The BMI-vs-charges graph implies a positive correlation between BMI and medical charges within smokers. The age-vs-chages graph shows that smokers dominate the highest cluster, non smokers the lowest. These two graphs are later used in the interactive dashboard.

Design Approach

We developed our design approach by analyzing our target audience’s tasks. We aim to allow users to play with the data and find out the relationship between medical costs and factors of their choice, such as age, gender, and region. Using Munzner’s framework of task abstraction, we identify our audience’s goal at the highest level is to discover the relationship between medical costs and other factors. At the lower level, our design should allow users to compare between different groups, such as age, sex, and region. Due to the simplicity of our data (only 7 attributes and 1338 records) and the lack of granularity, our design doesn’t emphasize the mid-level tasks such as looking up and locating.
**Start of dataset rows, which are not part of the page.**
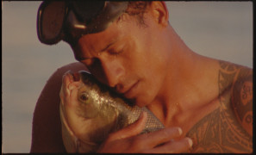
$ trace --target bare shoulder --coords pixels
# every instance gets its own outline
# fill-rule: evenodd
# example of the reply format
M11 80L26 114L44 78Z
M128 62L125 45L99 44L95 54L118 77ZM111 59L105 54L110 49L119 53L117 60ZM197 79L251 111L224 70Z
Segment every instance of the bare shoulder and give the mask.
M219 108L188 132L193 152L252 152L253 71L219 61Z
M47 80L36 102L33 117L31 152L65 152L59 118L59 90L67 71L87 70L81 63L59 68Z

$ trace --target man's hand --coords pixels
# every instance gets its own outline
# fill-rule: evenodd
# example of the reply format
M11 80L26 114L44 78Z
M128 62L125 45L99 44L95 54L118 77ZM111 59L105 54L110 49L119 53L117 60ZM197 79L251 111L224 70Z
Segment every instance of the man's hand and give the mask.
M178 153L184 152L192 146L192 140L189 138L173 140L182 134L179 127L167 127L140 134L146 121L147 113L143 112L134 123L110 133L98 152Z

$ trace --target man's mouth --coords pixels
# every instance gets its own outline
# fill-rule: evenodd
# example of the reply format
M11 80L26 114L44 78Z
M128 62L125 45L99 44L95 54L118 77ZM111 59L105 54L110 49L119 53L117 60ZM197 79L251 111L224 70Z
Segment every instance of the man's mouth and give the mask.
M132 98L135 95L135 90L139 85L139 81L135 82L123 94L126 98Z

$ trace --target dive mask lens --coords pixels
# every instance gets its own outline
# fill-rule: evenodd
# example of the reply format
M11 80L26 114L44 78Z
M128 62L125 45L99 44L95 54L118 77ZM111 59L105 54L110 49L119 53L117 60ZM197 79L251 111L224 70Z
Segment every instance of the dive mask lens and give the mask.
M42 43L52 45L62 40L66 14L64 1L45 1L41 3L37 15L37 33Z

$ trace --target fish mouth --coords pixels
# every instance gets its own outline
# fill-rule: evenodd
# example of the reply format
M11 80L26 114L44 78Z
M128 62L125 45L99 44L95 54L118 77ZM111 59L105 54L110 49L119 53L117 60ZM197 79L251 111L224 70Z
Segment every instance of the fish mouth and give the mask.
M140 81L135 82L134 84L132 84L124 93L122 93L122 95L126 97L126 98L131 98L132 96L134 95L134 90L136 90L136 88L138 87Z

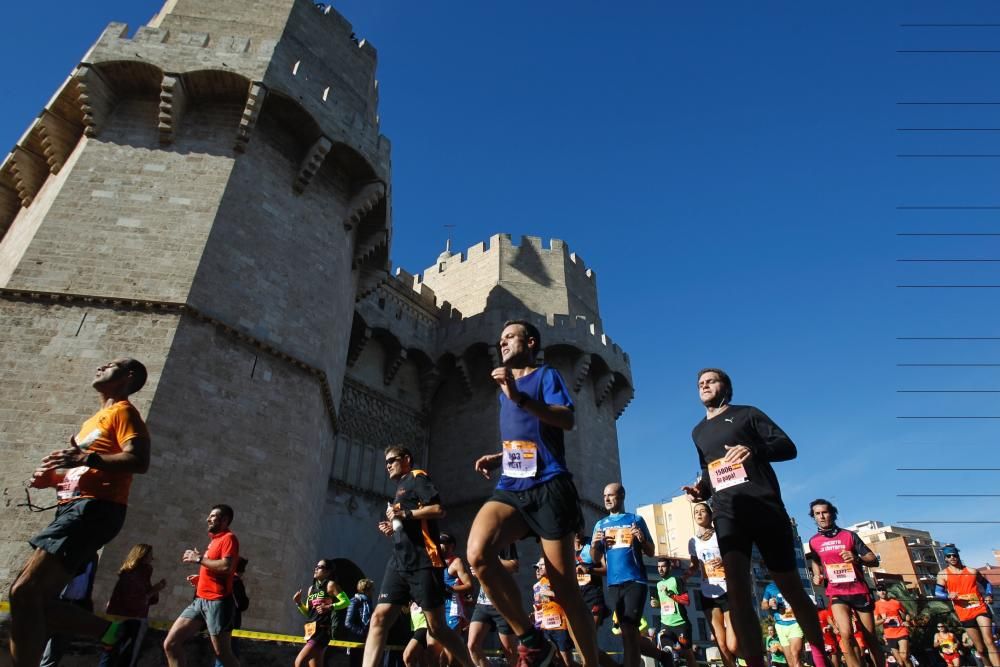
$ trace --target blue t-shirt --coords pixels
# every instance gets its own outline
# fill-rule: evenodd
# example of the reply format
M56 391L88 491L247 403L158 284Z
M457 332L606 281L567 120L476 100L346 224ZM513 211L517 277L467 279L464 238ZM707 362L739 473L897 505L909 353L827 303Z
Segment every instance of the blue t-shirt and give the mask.
M604 560L608 565L608 585L624 584L629 581L646 583L646 568L642 564L642 545L632 541L632 524L642 531L647 542L653 538L649 534L646 521L637 514L623 512L606 516L594 524L594 532L604 531ZM607 537L614 537L608 546ZM593 540L591 540L593 541Z
M531 399L573 407L566 383L551 366L539 366L516 382L518 391ZM503 465L497 488L502 491L525 491L558 475L569 474L563 430L543 424L527 410L517 407L503 392L500 392L500 440Z
M777 602L777 608L771 610L771 616L774 617L775 623L778 625L794 625L798 622L795 620L795 614L792 612L791 605L785 600L785 596L781 594L778 585L774 582L764 588L764 600L771 600L772 598Z

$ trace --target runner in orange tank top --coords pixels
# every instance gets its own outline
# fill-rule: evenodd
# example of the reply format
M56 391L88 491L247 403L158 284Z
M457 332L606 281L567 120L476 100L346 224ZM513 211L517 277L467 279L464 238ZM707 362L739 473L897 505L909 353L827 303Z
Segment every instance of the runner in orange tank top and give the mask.
M951 600L955 605L955 615L975 644L976 653L982 658L983 664L986 667L1000 667L1000 655L992 642L993 619L990 616L990 605L993 604L993 587L979 570L962 563L954 545L946 546L943 551L948 565L938 572L934 596L941 600Z

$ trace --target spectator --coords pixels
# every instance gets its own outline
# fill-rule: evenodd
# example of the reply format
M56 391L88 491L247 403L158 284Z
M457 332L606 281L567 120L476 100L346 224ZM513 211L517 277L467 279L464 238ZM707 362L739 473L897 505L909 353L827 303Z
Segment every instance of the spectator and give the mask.
M142 640L149 627L149 607L160 600L166 579L153 581L153 547L136 544L129 549L118 569L118 581L111 591L107 611L124 623L113 647L101 653L100 667L134 667L139 660Z

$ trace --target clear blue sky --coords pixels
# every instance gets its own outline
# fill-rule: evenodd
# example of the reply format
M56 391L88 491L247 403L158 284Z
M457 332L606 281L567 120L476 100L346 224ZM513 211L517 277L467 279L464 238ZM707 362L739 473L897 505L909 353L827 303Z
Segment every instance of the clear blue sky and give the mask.
M930 529L983 564L1000 547L1000 49L995 3L422 3L335 5L379 50L393 141L397 266L420 271L444 225L464 248L496 232L566 240L599 277L608 334L632 358L619 421L631 503L696 470L695 371L797 442L777 466L810 534L809 500L841 523ZM155 0L4 3L0 134L11 146L104 25ZM897 128L995 128L899 131ZM921 417L901 419L900 417ZM655 465L649 460L655 453Z

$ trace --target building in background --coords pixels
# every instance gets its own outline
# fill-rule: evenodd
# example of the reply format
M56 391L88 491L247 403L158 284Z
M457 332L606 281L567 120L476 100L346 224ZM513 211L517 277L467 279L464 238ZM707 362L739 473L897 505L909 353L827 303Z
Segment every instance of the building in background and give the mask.
M877 567L866 568L874 583L888 574L903 577L906 587L926 596L934 595L937 573L944 567L943 543L926 530L903 528L881 521L862 521L851 526L858 537L878 554Z
M317 555L381 577L392 444L431 471L442 527L461 540L492 491L473 462L500 448L490 371L507 319L537 324L569 385L567 458L591 525L604 485L621 479L631 367L581 257L559 240L497 234L428 257L422 275L390 270L376 61L311 0L168 0L66 63L0 163L0 488L22 493L93 412L95 366L145 363L134 401L152 461L103 556L120 562L137 542L164 554L173 583L160 613L190 600L179 554L204 543L200 519L216 502L234 507L253 562L247 628L301 627L288 594ZM48 518L0 515L3 590ZM99 572L95 599L113 581Z

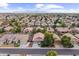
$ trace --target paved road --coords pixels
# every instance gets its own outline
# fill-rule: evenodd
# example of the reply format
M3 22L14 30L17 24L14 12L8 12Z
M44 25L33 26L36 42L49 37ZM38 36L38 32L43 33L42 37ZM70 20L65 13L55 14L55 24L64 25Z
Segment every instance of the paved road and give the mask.
M46 54L51 48L0 48L0 53L8 54ZM79 55L79 49L52 49L58 52L59 55Z

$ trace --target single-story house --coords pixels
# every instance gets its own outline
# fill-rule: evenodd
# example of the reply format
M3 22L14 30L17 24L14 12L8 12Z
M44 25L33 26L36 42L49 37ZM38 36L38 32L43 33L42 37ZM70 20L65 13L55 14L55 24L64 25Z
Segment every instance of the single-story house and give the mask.
M11 31L12 29L13 29L13 27L12 27L12 26L8 26L8 27L5 27L5 28L4 28L4 30L5 30L6 32Z
M44 34L43 33L36 33L33 36L33 42L41 42L44 40Z
M54 29L51 28L51 27L47 27L47 31L48 31L48 32L54 32Z
M27 27L27 28L24 28L23 32L26 33L26 32L31 32L33 30L32 27Z
M66 27L57 27L56 31L59 33L69 33L70 32L70 30Z

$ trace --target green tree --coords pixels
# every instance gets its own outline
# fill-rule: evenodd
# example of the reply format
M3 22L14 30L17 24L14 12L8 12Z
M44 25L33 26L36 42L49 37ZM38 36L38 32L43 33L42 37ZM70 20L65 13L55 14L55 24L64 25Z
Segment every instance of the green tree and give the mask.
M46 56L57 56L57 54L58 53L56 51L51 50L47 52Z
M64 47L66 48L71 48L73 47L73 45L71 44L71 38L70 37L67 37L67 36L63 36L61 38L61 43Z

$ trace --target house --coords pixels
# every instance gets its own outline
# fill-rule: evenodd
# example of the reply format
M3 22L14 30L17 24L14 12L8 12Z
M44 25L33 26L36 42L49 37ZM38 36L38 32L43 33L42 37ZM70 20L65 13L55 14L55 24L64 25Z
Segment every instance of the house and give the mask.
M44 34L43 33L36 33L33 36L33 42L41 42L44 40Z
M5 28L4 28L4 30L5 30L6 32L11 31L12 29L13 29L13 27L12 27L12 26L8 26L8 27L5 27Z
M79 28L78 27L72 28L71 32L73 32L73 33L79 33Z
M76 42L79 43L79 34L76 34L75 37L77 38Z
M54 32L54 29L51 28L51 27L47 27L47 31L48 31L48 32Z
M39 44L40 44L40 42L41 41L43 41L44 40L44 34L43 33L36 33L36 34L34 34L34 36L33 36L33 45L32 45L32 47L39 47Z
M31 32L33 30L32 27L27 27L27 28L24 28L23 32L26 33L26 32Z
M66 28L66 27L57 27L56 31L58 33L60 33L60 34L62 34L62 33L69 33L70 32L70 30L68 28Z
M70 33L66 33L66 34L64 34L63 36L70 37L70 38L71 38L71 43L73 43L73 44L76 43L77 38L76 38L74 35L72 35L72 34L70 34Z

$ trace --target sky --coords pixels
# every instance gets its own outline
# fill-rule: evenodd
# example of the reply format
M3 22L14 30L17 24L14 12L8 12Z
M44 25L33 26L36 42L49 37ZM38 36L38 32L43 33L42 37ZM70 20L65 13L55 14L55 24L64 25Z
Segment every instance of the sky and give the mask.
M0 3L0 13L79 13L79 3Z

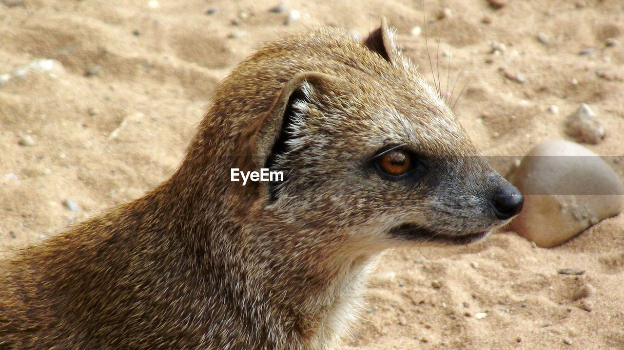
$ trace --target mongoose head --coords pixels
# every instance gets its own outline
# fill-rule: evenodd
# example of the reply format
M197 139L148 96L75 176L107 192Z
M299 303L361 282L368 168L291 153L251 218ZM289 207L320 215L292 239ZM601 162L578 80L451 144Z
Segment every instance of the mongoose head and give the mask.
M521 209L383 21L363 41L324 28L268 44L217 95L212 114L228 116L203 128L237 130L216 151L240 150L228 168L285 176L232 184L252 199L250 230L320 232L306 239L363 249L462 244Z

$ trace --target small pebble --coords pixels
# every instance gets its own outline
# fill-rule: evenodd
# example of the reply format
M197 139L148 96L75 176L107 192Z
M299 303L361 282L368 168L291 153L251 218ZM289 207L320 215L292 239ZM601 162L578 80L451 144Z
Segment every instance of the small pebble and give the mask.
M11 78L11 75L8 73L5 73L4 74L0 74L0 86L2 84L9 82L9 80Z
M286 4L282 2L269 9L269 12L273 13L284 13L286 12Z
M228 37L230 39L238 39L243 37L247 34L247 32L245 31L233 31L229 34L228 34Z
M246 11L239 11L238 12L238 18L245 20L249 18L249 14Z
M585 270L580 268L560 268L557 270L559 275L580 275L585 274Z
M65 206L66 208L69 209L69 211L76 212L78 211L78 204L76 204L74 201L69 199L69 198L63 201L62 204Z
M92 77L94 75L97 75L100 73L100 71L102 70L101 65L94 65L90 67L87 70L87 72L85 73L85 77Z
M2 2L9 7L24 6L24 0L2 0Z
M445 18L449 18L453 16L453 12L451 11L449 7L444 7L442 9L440 13L437 14L438 19L444 19Z
M497 41L492 41L490 43L490 47L492 48L491 53L492 54L496 52L497 51L502 53L507 50L507 46L505 46L504 44Z
M392 272L383 272L373 275L373 279L378 282L386 282L388 281L394 281L396 278L396 273Z
M507 5L507 0L487 0L487 3L492 9L497 10Z
M301 12L297 10L290 10L288 17L286 19L286 25L292 24L301 18Z
M585 103L565 120L565 133L577 142L597 144L604 140L605 126L596 118L596 114Z
M420 26L416 26L416 27L412 28L412 30L409 31L409 33L412 34L412 36L420 36L421 34L422 33L422 28Z
M550 38L544 33L537 33L537 41L547 45L550 43Z
M583 298L588 298L593 295L595 291L595 288L592 285L583 285L578 287L574 292L574 295L572 295L572 300L578 300Z
M505 70L505 77L520 84L524 84L527 82L527 77L521 72L518 72L515 74L514 74Z
M587 49L583 49L580 51L579 51L578 54L583 56L587 55L591 55L592 54L593 54L593 51L594 51L593 49L592 49L591 47L588 47Z
M610 37L609 39L605 40L605 45L606 45L609 47L617 46L618 40L615 38Z
M548 111L550 112L550 114L559 114L559 107L555 105L550 105L548 106Z
M20 146L30 147L35 145L35 140L32 140L32 136L31 135L23 135L19 138L19 141L17 143Z
M581 301L581 303L578 305L578 307L582 310L590 312L593 310L593 303L589 300L583 300Z

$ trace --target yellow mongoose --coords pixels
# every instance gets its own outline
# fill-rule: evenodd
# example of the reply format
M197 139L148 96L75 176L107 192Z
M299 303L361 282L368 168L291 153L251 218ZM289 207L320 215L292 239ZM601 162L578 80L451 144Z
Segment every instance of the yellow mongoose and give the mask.
M232 181L232 169L283 181ZM483 238L522 195L384 22L265 45L142 198L0 270L0 348L332 349L384 249Z

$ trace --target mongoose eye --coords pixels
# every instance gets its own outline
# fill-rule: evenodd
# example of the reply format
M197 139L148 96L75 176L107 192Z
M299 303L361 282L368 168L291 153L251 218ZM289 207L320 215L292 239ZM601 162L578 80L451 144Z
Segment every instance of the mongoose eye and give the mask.
M371 160L378 171L391 179L402 179L424 169L420 158L402 146L383 149Z
M387 152L377 159L377 165L384 173L392 176L400 176L409 171L411 158L404 149Z

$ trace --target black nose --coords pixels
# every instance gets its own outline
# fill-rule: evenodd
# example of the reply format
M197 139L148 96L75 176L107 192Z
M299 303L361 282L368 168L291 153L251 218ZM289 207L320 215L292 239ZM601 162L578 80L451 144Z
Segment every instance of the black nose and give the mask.
M518 189L505 181L490 199L490 203L496 217L507 220L522 210L524 198Z

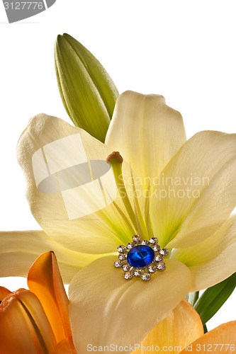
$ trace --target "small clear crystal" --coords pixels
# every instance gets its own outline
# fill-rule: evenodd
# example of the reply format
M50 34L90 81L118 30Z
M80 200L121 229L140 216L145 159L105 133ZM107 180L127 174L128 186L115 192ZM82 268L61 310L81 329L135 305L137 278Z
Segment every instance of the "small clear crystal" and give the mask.
M148 266L147 269L150 273L154 273L157 270L157 266L154 264L150 264Z
M142 275L142 280L147 281L151 278L151 275L149 273L144 273Z
M120 245L120 246L118 246L117 247L117 251L118 252L125 252L126 251L126 247L125 246L124 246L123 244Z
M131 278L133 278L132 272L124 273L124 278L125 278L125 279L131 279Z
M163 259L163 256L160 254L157 254L157 256L155 256L155 261L156 262L162 262Z
M159 246L159 244L154 244L153 246L152 246L152 249L154 252L158 252L161 248L160 246Z
M160 251L159 251L159 253L162 255L162 256L167 256L167 254L169 253L169 251L167 249L162 249Z
M133 241L135 241L135 242L140 242L140 235L133 235L132 236Z
M164 262L161 262L157 264L157 269L158 270L163 271L166 269L166 265Z
M119 254L118 256L118 258L120 259L120 261L125 261L126 258L127 258L126 254Z
M114 262L114 267L120 268L122 266L122 262L120 261L116 261Z
M128 272L130 270L131 266L128 263L125 263L123 265L122 269L123 270L124 272Z
M142 275L142 272L141 269L138 269L138 268L135 269L133 275L135 277L140 277Z
M141 244L147 246L149 244L149 242L148 242L147 240L142 240L141 241Z
M149 241L150 244L157 244L157 242L158 242L158 239L157 239L157 237L150 237L150 239L149 239Z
To support discovery of the relationship between quantitative variables, we designed a scatter plot where users can choose the x-axis. The y-axis is fixed and indicates the medical costs. Furthermore, to support the visual queries of comparing groups of data, such as male vs. female, and smoker vs. non-smoker, we used a pre-attentive visual primitive, namely colors (Ware, p.29). When choosing “breakdown by sex” or “breakdown by smoking status”, the spots will be divided into two colors. When breaking down by sex, it is difficult to separate the two colors, which indicate male and female, from each other. On the other hand, when breaking down by smoking status, the red spots indicating smokers pop up and show a clear trend different from the green spots, which indicates non-smokers.

The principle of soundness/utility/attractiveness were used in the design. The infographics gives a detailed overview of the factors that affect medical cost in the Northwest, Northeast, Southwest and Southeast region of the United States. It shows the Sex and number of records for each age group. It also shows how age and lifestyle (smoking) plays a factor in medical cost. All information in the infographics are truthful and honest. The data representation and credible analysis was gotten from Medical Cost Personal Dataset. Simple illustrations were used which complements the data conveyed in the infographic. Being a medical related topic, white was used as the background colour as it is associated with medicine/hospital. For the age factor, bold colours were used for the younger age range as it signifies strength and agility that comes with young age while warm colours were used for the older age range as it signifies security. Furthermore, two font sizes were used, one for heading and subheading while the other for body. All texts were aligned evenly. Overall, infogram was a great tool to use expect for one or two challenges we had- we found it difficult to customise the pictogram template to our desired choice.

Reference

Meperezcuello. (2019). Medical Cost Personal Dataset. Retrieved from https://gist.github.com/meperezcuello/82a9f1c1c473d6585e750ad2e3c05a41#file-readme-md.
Munzner, T. (2014). Visualization analysis and design. Boca Raton: CRC Press.
Ware, C. (2008). Visual thinking for design. Burlington, MA: Morgan Kaufmann.